July 12, 2017
Pennsylvania

Fight over turbine farm near Bethlehem reservoir continues

By Nicole Radzievich | The Morning Call | July 12, 2017 | www.mcall.com

In rejecting a wind energy project near Bethlehem’s reservoirs, the Penn Forest Zoning Hearing Board has made a 31-page argument of technical, legal and environmental reasons on why turbines don’t belong along the wooded ridges that surround the prized Wild Creek watershed.

But a written decision, released to The Morning Call this week under a Right-to-Know request, could be moot because the applicant, Atlantic Wind, believes the board missed a legal deadline to resume the hearing.

Atlantic Wind, a subsidiary of Avangrid, placed a legal notice saying it had “deemed approval” days before the board voted May 17 to reject its application for a special exception to build the project on 250 acres north and south of Hatchery Road, also known as Reservoir Road.

Two residents, Philip C. Malitsch and Christopher Mangold, who have homes adjacent to the proposed wind farm, have since asked a judge to strike that deemed approval.

They argue the company, which had petitioned the court for an independent examiner and to move the hearings to the courthouse over safety concerns, was at fault for the delay in resuming the hearing.

They also said the facts presented at the zoning hearings don’t support the company’s argument a special exception should be approved.

The Bethlehem Authority, which owns the land where the turbines would be built, has intervened in that appeal. The turbine deal could make the authority, the financial arm of the city’s water business, $100,000 a year.

Residents in that rural residential community had packed public meetings since April 2016, arguing the project would decrease property values, fragment an ecologically important forest and hurt water quality.

The township zoners agreed in a May 17 meeting and memorialized their vote in the June 28 decision written by zoning solicitor Matthew Rapa. The order was signed by zoning board members Audrey Wargo, Patrick Walsh and Paul Fogal.

The decision says that opponents presented “compelling evidence” the project does not meet the goals of the rural residential district.

The district is aimed at conserving important natural features, such as mountainsides and creeks, thereby promoting groundwater regeneration, according to the decision.

Critics have noted the habitat fragmentation could impact 3,300 acres, creating an “edge effect” that could impact species that thrive in the cover offered deep in a forest. It also noted that Wild Creek holds the special state classification as “exceptional value” – information echoed in the written zoning decision.

Even so, the zoning decision says, the opponents had no burden to prove those impacts because Atlantic Wind also failed to prove it would meet the specific requirements for a special exception in the zoning ordinance.

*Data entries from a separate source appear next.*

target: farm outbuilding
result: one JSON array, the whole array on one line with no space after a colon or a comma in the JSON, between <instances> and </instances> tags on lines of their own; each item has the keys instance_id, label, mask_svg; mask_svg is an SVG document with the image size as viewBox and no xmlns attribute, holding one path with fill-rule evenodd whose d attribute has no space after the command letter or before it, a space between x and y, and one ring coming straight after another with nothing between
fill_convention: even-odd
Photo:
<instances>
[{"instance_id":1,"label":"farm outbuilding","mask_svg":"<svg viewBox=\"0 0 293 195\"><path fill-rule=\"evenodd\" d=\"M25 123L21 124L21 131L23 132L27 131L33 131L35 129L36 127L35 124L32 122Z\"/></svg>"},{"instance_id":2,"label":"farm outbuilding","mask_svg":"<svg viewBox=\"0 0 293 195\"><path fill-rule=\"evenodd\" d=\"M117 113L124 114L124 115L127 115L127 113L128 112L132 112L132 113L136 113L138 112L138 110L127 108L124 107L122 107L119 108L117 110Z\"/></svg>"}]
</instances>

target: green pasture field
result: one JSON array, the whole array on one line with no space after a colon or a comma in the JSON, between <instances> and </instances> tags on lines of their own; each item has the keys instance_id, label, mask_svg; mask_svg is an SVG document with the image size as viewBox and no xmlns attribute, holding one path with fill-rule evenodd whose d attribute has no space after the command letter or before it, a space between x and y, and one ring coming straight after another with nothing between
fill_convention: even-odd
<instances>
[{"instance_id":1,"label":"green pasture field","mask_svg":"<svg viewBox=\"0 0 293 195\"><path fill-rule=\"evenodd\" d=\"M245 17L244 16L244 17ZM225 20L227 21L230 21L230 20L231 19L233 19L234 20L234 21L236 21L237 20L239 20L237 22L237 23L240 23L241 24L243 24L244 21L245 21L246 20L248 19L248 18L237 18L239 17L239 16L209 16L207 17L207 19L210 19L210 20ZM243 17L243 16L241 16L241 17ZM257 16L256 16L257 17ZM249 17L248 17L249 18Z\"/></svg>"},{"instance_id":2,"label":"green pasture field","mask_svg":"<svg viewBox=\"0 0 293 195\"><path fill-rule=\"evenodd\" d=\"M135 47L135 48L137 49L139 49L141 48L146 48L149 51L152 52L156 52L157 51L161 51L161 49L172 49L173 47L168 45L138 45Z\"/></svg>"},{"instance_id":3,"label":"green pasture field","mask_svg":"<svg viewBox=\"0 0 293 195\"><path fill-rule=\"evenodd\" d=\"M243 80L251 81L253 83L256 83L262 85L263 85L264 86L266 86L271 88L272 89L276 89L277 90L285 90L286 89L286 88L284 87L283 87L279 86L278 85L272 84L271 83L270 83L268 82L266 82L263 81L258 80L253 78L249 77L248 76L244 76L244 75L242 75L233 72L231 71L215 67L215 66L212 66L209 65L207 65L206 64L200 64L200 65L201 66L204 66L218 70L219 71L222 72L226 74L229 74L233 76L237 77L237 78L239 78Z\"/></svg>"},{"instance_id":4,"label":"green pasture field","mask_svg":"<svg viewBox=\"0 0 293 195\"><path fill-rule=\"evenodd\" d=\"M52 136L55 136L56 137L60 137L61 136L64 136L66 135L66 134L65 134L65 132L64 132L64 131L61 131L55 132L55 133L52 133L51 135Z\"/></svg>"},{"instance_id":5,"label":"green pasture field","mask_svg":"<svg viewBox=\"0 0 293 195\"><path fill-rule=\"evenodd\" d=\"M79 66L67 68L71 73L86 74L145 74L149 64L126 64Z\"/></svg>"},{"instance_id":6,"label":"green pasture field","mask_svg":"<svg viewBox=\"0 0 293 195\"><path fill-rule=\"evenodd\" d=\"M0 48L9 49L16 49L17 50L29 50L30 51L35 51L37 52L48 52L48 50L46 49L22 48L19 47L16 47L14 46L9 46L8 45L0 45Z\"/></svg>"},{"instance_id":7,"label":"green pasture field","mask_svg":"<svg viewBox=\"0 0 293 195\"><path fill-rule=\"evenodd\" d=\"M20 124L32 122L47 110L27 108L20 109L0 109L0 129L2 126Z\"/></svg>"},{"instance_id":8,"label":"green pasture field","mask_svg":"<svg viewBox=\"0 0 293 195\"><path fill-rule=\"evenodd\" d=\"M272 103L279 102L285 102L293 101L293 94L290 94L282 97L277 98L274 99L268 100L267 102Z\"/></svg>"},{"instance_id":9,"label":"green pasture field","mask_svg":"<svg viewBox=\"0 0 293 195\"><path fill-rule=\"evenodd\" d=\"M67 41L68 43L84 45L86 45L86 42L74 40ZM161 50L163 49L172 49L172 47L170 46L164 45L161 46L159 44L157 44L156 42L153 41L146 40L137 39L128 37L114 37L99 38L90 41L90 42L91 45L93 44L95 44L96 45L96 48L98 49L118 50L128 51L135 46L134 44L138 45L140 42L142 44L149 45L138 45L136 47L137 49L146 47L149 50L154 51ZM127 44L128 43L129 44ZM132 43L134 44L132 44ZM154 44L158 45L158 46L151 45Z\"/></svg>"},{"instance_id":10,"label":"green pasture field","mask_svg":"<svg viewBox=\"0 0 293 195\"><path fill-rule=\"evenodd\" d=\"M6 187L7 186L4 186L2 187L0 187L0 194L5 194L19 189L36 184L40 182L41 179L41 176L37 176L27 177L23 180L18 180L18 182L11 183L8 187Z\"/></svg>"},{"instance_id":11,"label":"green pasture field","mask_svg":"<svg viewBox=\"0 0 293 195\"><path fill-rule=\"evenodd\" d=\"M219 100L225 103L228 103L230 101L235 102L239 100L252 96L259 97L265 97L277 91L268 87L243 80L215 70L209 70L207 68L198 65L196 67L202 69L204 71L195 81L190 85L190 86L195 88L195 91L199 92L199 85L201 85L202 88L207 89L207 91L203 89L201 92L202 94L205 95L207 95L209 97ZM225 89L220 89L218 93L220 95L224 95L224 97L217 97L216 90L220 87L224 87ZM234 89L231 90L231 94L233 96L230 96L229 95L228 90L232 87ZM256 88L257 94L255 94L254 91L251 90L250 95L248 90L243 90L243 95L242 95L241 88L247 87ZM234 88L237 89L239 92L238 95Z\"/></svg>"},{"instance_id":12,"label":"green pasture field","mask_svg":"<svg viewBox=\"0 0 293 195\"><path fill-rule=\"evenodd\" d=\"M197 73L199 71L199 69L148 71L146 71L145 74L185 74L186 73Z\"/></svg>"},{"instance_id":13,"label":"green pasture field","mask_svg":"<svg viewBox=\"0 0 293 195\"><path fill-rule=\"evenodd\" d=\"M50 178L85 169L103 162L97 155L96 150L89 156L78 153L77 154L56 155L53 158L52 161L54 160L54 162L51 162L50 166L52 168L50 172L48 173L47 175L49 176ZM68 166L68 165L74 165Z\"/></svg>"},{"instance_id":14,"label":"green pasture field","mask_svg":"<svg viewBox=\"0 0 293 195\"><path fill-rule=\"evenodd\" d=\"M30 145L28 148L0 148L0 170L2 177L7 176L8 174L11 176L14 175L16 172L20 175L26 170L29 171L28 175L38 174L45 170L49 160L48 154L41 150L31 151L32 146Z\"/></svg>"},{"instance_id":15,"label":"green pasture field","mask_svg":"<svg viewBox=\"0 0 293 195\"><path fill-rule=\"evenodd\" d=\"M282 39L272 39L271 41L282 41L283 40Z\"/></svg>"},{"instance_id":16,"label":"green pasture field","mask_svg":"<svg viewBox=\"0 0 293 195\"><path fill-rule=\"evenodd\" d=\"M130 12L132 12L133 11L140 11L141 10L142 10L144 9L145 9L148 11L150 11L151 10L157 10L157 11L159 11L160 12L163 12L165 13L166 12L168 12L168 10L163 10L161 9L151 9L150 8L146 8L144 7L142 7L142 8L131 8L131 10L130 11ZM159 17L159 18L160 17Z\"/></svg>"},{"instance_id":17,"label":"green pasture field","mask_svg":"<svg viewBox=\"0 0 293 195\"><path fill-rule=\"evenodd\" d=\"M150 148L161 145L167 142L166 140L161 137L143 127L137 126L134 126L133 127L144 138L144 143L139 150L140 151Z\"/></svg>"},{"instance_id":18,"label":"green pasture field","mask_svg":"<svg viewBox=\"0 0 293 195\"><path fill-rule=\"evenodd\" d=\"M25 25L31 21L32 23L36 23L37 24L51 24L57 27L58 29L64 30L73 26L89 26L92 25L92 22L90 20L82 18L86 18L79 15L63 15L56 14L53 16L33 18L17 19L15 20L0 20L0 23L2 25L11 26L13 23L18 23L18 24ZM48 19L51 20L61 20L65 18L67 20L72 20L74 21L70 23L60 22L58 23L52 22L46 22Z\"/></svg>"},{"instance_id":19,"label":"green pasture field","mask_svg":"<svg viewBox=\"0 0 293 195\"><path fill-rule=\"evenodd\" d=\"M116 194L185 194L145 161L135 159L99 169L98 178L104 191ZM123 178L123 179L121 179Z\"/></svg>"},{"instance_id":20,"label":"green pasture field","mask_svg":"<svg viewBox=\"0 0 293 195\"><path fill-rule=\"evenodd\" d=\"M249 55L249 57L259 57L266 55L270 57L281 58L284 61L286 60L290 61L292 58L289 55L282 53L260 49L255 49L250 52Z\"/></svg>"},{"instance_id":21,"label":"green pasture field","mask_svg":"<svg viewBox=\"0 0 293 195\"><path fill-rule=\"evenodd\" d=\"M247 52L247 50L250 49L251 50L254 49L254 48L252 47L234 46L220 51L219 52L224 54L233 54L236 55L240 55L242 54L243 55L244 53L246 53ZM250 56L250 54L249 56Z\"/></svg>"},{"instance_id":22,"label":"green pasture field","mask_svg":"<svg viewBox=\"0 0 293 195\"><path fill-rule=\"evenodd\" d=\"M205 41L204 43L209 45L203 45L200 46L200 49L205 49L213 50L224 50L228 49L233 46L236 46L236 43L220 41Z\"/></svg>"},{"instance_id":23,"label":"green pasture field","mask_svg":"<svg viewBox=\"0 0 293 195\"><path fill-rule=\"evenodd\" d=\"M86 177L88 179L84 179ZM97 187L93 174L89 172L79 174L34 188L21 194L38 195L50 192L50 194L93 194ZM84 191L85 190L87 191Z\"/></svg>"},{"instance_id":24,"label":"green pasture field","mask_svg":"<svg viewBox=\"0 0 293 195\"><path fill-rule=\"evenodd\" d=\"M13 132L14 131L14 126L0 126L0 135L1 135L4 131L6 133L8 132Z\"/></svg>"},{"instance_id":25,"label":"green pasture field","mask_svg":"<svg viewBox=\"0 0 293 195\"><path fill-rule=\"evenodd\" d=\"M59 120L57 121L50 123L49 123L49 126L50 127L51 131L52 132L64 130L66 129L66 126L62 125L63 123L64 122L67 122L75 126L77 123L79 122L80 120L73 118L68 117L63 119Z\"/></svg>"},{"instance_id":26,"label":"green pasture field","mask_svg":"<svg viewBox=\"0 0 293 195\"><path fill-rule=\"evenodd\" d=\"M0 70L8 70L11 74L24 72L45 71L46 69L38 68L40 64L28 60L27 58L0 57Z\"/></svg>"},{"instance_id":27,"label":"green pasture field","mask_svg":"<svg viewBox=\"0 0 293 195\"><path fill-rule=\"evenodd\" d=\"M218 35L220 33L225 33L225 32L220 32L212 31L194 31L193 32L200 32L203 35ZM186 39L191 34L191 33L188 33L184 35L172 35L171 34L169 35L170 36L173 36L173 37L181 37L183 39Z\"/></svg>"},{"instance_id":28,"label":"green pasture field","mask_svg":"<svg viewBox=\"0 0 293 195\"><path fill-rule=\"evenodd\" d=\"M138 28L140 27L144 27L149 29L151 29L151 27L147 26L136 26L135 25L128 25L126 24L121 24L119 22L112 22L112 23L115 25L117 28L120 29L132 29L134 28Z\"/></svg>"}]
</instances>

Bethlehem Authority Steve Repasch said the project would not degrade the quality of the water that is piped to 116,000 residents in Bethlehem and surrounding municipalities.

The authority has argued the 250-acre project in the 12,000-acre Wild Creek watershed is much less extensive than its dam reconstruction there in 1996, and the dam project did not affect the water quality.

Repasch, argued that the forest disturbance would be small and, in the long run, help the environment because of the clean energy turbines create.

The authority has taken measures over the last decade to protect its 23,000-acre watershed that spans Monroe and Carbon counties. It includes a partnership with the Nature Conservancy .

DETAILS

Here are the developments the Penn Forest turbine project:

Zoners issued June 28 a written decision rejecting the the wind energy proposal.
Atlantic Wind advertised it has “deemed approval” on a legal technicality.
Two opponents appealed that “deemed approval” to Carbon County Court.
The Bethlehem Authority decided to intervene in the appeal.